A Group of Ministers (GoM) headed by finance minister Pranab Mukherjee on Friday agreed to give the go-ahead to a draft mining bill, which makes it mandatory for miners to share 26 per cent of profits with local people affected by their projects.
“It is largely approved. There is one more meeting of the GoM that remains after which it will go to Cabinet,” mines minister B.K. Handique said.
Industry had opposed the profit-sharing clause, saying it would hamper investment. But two days ago, Handique had said there would be no rethinking the clause or diluting the profit-sharing percentage.
With eight cabinet ministers part of the GoM, Cabinet approval for the Mines and Minerals Bill looks like mere formality. Thereafter, the mines ministry plans to introduce the Bill in the winter session of Parliament.
“Once introduced in Parliament, it will be referred to a standing committee,” Handique said. “So we have to wait for deliberations from the standing committee. After that, it will be debated in the House and then become law.”

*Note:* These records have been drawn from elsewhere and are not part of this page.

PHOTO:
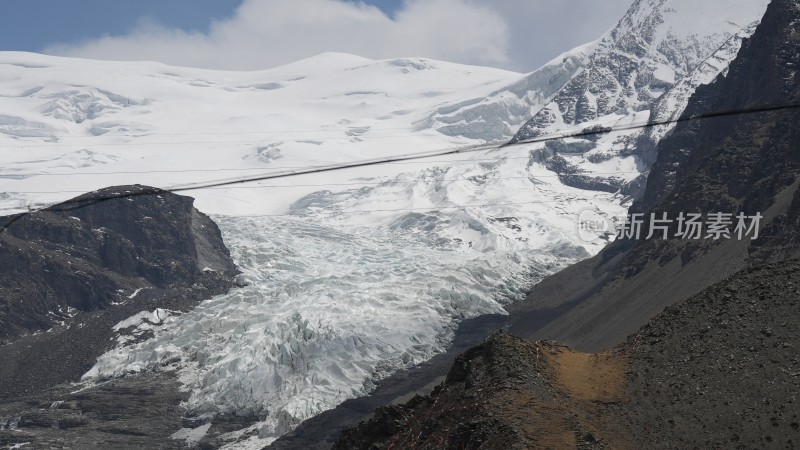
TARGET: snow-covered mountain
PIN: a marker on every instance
(354, 274)
(71, 125)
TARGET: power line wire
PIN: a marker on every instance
(366, 163)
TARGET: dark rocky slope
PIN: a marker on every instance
(70, 273)
(719, 370)
(742, 163)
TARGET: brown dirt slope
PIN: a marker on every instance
(720, 370)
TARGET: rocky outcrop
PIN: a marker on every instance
(74, 270)
(98, 249)
(738, 163)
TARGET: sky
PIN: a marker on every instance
(518, 35)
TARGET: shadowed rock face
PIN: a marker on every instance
(96, 250)
(73, 271)
(739, 163)
(716, 371)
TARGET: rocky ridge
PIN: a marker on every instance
(71, 273)
(716, 371)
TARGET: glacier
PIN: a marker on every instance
(351, 275)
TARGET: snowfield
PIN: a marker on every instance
(356, 273)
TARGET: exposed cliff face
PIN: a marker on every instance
(743, 163)
(643, 70)
(716, 371)
(90, 253)
(73, 271)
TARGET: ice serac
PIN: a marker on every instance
(93, 251)
(644, 69)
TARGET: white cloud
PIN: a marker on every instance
(515, 34)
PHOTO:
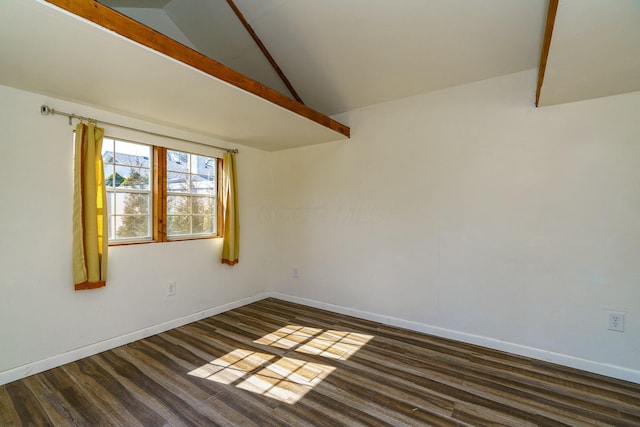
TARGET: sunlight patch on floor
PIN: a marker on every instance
(283, 378)
(326, 343)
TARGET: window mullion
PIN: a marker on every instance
(160, 194)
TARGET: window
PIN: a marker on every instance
(156, 194)
(191, 194)
(127, 175)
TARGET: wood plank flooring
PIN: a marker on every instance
(275, 363)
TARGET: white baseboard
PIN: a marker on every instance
(536, 353)
(532, 352)
(73, 355)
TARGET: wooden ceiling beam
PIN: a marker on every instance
(264, 50)
(112, 20)
(546, 44)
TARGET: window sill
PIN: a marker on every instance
(145, 242)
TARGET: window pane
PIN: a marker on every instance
(137, 178)
(127, 167)
(178, 224)
(203, 224)
(132, 226)
(131, 154)
(177, 161)
(178, 205)
(108, 155)
(109, 175)
(178, 182)
(132, 204)
(203, 184)
(203, 165)
(202, 205)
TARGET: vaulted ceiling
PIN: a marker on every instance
(339, 55)
(345, 54)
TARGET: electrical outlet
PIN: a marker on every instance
(171, 289)
(615, 321)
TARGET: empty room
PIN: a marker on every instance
(320, 213)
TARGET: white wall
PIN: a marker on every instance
(470, 213)
(41, 317)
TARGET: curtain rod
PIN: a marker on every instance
(46, 110)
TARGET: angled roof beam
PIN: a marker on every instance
(546, 44)
(114, 21)
(264, 50)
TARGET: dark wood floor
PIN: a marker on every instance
(274, 363)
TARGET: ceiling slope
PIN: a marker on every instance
(49, 51)
(340, 55)
(594, 52)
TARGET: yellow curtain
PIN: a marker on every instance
(90, 238)
(231, 218)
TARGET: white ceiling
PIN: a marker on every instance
(595, 51)
(47, 51)
(338, 54)
(344, 54)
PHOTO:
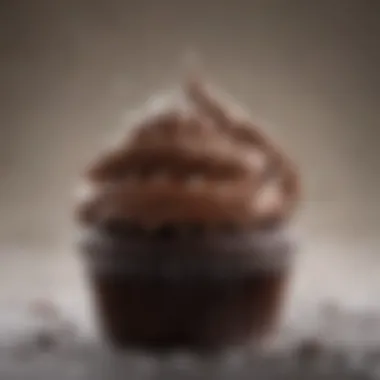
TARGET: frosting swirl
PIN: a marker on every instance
(199, 165)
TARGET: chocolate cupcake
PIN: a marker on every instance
(185, 229)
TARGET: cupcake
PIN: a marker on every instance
(185, 228)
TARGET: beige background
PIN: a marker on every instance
(69, 71)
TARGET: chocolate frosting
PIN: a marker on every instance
(200, 165)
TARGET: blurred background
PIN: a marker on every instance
(71, 69)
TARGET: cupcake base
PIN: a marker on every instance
(197, 293)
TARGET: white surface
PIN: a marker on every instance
(324, 273)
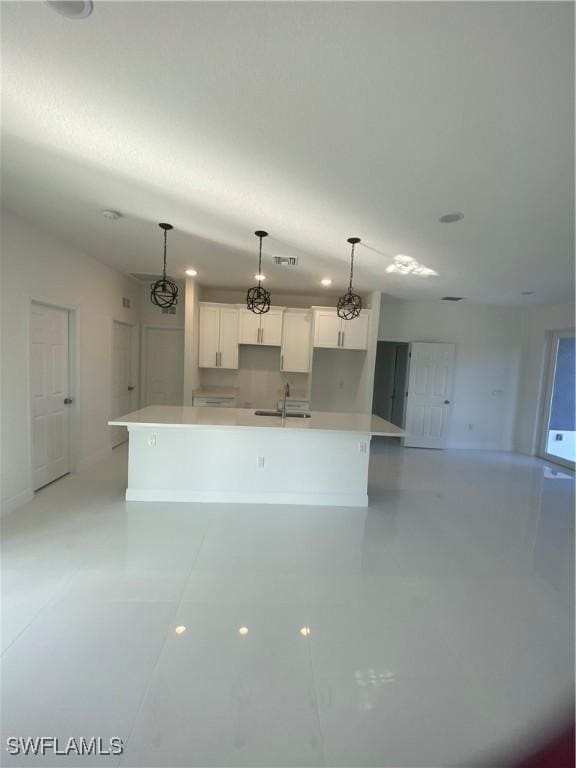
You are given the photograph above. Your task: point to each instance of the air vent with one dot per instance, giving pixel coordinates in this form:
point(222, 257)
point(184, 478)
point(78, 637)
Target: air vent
point(285, 261)
point(146, 278)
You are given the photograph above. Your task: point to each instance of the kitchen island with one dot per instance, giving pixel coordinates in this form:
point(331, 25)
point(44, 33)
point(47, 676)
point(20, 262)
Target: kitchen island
point(234, 455)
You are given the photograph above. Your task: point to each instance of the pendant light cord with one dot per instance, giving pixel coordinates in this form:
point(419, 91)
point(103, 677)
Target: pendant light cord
point(260, 261)
point(164, 270)
point(351, 266)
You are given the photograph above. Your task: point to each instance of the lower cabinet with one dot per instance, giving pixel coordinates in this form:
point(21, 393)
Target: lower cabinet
point(296, 340)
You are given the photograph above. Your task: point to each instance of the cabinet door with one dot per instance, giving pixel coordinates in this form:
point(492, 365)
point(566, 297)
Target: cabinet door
point(208, 342)
point(228, 337)
point(355, 332)
point(249, 327)
point(327, 327)
point(296, 342)
point(271, 325)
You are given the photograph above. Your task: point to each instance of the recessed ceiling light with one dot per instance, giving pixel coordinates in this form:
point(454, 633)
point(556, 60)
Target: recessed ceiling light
point(72, 9)
point(450, 218)
point(112, 215)
point(407, 265)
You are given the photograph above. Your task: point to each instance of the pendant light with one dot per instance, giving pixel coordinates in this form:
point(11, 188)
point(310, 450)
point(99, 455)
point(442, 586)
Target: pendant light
point(164, 292)
point(350, 305)
point(258, 298)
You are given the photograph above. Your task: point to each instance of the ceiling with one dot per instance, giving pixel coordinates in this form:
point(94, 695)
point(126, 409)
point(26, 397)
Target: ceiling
point(314, 121)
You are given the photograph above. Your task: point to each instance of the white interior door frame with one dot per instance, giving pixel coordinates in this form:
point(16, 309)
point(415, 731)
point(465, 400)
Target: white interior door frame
point(74, 318)
point(134, 396)
point(547, 391)
point(144, 354)
point(429, 400)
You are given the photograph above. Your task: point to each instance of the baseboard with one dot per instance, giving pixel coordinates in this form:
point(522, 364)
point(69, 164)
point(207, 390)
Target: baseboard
point(14, 503)
point(219, 497)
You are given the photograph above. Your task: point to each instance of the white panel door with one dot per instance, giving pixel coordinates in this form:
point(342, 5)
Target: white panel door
point(164, 356)
point(228, 357)
point(428, 407)
point(327, 327)
point(271, 328)
point(122, 386)
point(49, 382)
point(355, 332)
point(249, 327)
point(208, 343)
point(296, 342)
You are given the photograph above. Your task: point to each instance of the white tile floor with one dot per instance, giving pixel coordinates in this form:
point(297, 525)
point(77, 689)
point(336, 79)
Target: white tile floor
point(433, 629)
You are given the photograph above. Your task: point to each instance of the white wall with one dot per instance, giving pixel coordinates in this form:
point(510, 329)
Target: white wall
point(36, 266)
point(488, 351)
point(536, 324)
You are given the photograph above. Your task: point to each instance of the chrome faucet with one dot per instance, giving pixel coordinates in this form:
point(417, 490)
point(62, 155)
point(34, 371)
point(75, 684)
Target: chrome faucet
point(286, 394)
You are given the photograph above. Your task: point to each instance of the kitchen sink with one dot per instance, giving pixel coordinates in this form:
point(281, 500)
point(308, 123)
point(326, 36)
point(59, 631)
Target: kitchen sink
point(289, 414)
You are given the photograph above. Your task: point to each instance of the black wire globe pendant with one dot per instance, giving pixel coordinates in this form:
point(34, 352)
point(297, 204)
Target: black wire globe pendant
point(164, 292)
point(350, 305)
point(258, 299)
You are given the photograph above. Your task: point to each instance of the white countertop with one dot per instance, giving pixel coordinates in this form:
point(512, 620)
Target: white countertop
point(244, 418)
point(215, 392)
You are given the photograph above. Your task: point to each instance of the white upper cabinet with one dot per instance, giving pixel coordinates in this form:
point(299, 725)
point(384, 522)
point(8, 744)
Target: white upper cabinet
point(218, 338)
point(228, 337)
point(249, 327)
point(296, 339)
point(263, 329)
point(331, 332)
point(327, 327)
point(355, 332)
point(271, 327)
point(209, 338)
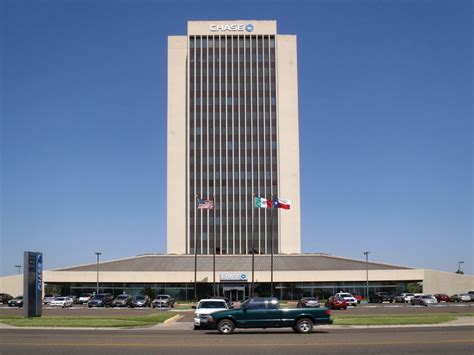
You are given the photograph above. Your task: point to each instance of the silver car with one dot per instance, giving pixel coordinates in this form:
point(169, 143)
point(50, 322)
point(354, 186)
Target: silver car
point(424, 300)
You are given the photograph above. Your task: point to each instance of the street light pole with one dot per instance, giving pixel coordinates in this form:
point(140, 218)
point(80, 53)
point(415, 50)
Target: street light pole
point(98, 253)
point(366, 253)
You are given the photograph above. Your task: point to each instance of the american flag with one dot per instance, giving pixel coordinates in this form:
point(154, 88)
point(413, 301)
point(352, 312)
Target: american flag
point(205, 204)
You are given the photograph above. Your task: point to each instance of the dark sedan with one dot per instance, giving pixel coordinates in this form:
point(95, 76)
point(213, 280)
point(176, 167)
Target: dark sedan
point(100, 300)
point(141, 301)
point(16, 302)
point(441, 297)
point(122, 301)
point(5, 297)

The new Bill proposes that a fund be created and beneficiaries be paid from it. It also says that in case a mine is non-functional or making losses, the firm should compensate the people whose land was acquired by paying them an amount equal to the royalty given to state governments. Furthermore, the GoM reportedly agreed to levy a cess on mining projects to provide basic facilities like schools and dispensaries to the project-affected. Under the draft law, no mining project can be started in tribal areas without the consent of tribal communities to be affected by it.